Installation and service: Outdoor stair lifts often come in multiple colors to match your outside landscape, and when working with a consultant, be sure they know the property and where the stair lift needs to be installed. Outdoor lift installation presents challenges not encountered when installing inside stair lifts. It may be tempting to try a DIY outdoor stair lift system, buts it’s not recommended. These systems are complex and are meant to move people safely up and down the stairs. Check the installation and after-sales service provided to be sure the reseller will address any breakdowns or problems promptly.
Warranties: Warranties normally include two years on parts and one year for labor costs. A lifetime warranty on the motor and gearbox is typical but ask about what this encompasses. Like indoor stair lifts, outdoor stair lifts need to be inspected regularly. They require inspections and service more than once a year due to unseen wear or corrosion caused by weather conditions.

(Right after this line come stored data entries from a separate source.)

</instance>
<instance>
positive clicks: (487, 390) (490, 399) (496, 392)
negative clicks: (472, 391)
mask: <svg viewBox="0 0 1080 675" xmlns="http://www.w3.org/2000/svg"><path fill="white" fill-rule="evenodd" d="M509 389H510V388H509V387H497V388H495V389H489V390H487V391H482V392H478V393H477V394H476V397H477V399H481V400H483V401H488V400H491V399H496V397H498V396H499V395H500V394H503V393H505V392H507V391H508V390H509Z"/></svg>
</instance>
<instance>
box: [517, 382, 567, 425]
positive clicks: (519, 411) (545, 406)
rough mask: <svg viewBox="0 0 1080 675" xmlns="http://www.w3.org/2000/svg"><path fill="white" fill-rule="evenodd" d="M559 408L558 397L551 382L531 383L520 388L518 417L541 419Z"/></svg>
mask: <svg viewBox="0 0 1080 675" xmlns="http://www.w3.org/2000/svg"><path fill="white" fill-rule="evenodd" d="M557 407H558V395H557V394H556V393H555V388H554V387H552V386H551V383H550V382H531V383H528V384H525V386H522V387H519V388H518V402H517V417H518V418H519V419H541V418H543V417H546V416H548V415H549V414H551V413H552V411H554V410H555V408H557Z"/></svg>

For people with mobility restraints, access to the outside is an important reason for having an outdoor stair lift installed. Whether needing a cane or walker or if the person is confined to a wheelchair, a lift outdoors on their property allows them to enjoy activities and events and to remain active.
Frequently Asked Questions
What temperatures can outdoor stair lifts be used in?
Most outdoor stair lifts operate from 0 to 125 degrees Fahrenheit.
How much of an incline can they be installed on?
Most stair lifts cannot handle anything steeper than a 50-degree angle.
Do outdoor stair lifts come with batteries?
They do not usually have batteries. They work on electricity and need to be near an electrical outlet or hard-wired.
Can the remote call the stair lift up or down when the cover is on the seat?
The remote works only if it’s on radiofrequency. Infrared cannot penetrate a cover.
How much does an outdoor stair lift cost?
Outdoor stair lifts are more expensive than indoor lifts. A starting price for the lift is around $5,000 to $6,000, and curved or custom installations with long stairs begin to push the price upwards of $10,000 and higher for a unit and complete installation.